Following the holdings in Reagan, Howard and Gillen, once the plaintiffs voluntarily dismissed the remaining defendants, the order of dismissal with prejudice as to the adult plaintiffs could be the subject of an appeal without the requisite Rule 304(a) finding. However, none of those cases involved a situation like the present case, where the plaintiffs’ claim was refiled during the appeal process.

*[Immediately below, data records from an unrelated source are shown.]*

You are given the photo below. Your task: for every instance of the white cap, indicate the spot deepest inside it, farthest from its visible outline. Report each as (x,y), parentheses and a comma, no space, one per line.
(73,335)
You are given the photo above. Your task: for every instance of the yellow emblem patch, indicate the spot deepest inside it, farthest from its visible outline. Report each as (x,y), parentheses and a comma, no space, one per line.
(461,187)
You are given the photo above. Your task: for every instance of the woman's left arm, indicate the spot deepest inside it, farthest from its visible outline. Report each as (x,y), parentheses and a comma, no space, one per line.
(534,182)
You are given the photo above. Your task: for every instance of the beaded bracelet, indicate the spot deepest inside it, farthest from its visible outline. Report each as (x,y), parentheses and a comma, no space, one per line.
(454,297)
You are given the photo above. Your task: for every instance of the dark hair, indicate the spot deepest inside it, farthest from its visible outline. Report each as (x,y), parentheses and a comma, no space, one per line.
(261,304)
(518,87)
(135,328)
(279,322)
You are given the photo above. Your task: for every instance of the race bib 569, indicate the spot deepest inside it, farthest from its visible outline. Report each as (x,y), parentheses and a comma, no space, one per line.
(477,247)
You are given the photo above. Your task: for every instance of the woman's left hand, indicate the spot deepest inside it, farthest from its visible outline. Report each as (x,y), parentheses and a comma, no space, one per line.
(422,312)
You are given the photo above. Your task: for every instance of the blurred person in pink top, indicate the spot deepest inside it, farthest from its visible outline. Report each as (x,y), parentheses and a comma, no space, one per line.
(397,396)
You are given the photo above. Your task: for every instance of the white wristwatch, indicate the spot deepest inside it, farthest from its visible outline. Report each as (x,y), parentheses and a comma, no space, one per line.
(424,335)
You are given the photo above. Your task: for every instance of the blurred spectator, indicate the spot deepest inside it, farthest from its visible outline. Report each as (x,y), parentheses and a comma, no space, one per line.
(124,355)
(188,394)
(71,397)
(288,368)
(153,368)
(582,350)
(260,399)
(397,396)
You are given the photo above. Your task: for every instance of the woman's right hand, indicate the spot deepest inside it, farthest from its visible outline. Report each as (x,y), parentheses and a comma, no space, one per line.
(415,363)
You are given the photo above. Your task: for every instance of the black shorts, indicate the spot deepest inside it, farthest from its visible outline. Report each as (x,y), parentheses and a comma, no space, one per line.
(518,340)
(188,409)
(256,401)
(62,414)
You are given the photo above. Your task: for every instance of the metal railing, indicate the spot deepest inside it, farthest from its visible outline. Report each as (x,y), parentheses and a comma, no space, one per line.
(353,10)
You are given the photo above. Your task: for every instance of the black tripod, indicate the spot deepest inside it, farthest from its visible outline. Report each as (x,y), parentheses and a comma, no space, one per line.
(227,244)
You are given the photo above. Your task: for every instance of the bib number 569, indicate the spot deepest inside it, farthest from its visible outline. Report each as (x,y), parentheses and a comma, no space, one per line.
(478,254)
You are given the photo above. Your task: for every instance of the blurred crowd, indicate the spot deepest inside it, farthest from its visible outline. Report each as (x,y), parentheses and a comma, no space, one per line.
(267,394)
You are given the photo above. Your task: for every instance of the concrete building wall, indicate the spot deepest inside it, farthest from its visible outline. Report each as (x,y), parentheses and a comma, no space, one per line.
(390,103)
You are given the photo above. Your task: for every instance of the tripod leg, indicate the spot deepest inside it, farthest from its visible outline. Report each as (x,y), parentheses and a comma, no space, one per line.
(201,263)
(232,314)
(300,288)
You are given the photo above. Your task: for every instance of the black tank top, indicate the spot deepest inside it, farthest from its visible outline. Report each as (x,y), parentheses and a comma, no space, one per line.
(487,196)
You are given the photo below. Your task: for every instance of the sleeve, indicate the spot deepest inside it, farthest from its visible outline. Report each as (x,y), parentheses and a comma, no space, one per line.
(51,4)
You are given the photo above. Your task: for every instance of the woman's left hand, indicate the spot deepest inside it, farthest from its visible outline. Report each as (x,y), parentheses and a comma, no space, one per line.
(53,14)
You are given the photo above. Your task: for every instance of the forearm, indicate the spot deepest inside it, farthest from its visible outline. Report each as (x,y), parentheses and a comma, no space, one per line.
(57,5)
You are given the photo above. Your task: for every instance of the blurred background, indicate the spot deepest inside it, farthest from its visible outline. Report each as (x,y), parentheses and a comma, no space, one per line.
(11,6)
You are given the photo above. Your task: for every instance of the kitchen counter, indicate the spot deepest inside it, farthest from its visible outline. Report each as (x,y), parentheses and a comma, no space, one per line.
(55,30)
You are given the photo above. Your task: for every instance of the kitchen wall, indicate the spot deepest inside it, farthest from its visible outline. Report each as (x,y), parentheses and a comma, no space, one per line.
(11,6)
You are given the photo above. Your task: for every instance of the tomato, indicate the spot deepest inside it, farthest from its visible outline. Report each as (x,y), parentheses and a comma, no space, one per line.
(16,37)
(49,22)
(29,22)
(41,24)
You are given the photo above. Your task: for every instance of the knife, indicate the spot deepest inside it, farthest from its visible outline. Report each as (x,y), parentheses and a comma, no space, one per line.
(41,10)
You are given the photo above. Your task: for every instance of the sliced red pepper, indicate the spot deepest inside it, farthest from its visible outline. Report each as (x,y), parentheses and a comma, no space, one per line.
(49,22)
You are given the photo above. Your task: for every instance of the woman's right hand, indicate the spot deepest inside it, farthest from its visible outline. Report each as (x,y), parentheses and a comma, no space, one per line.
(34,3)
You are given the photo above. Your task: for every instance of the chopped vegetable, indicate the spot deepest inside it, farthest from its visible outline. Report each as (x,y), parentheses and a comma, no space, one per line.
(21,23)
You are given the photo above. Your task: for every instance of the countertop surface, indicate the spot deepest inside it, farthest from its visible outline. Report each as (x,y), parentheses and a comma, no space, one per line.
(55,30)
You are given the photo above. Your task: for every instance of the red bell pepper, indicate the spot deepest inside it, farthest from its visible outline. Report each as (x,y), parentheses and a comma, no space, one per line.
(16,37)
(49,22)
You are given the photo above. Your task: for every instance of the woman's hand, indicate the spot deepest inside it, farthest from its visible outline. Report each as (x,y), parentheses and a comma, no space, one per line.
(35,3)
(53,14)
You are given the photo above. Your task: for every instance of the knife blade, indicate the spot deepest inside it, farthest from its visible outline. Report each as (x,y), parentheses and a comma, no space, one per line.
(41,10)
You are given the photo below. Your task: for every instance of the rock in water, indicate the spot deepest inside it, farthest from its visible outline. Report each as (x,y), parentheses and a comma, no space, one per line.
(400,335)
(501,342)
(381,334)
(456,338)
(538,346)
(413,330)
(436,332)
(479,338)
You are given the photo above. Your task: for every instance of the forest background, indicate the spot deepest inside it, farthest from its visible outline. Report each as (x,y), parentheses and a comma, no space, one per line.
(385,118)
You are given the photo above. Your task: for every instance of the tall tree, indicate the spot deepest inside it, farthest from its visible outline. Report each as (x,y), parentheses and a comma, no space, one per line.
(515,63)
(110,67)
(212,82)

Initially, we find since Depp’s dismissal was without prejudice as to Matthew, and therefore Matthew is not precluded from refiling his claim, we lack jurisdiction to hear Matthew’s appeal. Next, on July 15, 1993, the plaintiffs refiled their complaint against the hospital, Nosek and Reedy. The plaintiffs chose to take advantage of their right to refile their claim, yet at the same time seek to retain the benefit of the previous dismissal. In the present case allowing an appeal from the order of August 6, 1990, dismissing the case with prejudice as to Valorie and Scott violates the very purpose of Rule 304(a), which is to discourage piecemeal appeals and to remove the uncertainty which exists when a final judgment is entered on less than all matters in the controversy. (See Mares v. Metzler (1980), 87 Ill. App. 3d 881, 884, 409 N.E.2d 447.) As Depp argued in his motion, the result in the present case would be litigation pending in both the trial court and the appellate court. In the absence of a finding that “there is not just reason to delay enforcement or appeal” pursuant to Supreme Court Rule 304(a), we conclude the order appealed from, although once final by the voluntary dismissal, became nonfinal when the adult plaintiffs refiled their complaint.

Appeal dismissed.

GORDON, P.J., and McNULTY, J., concur.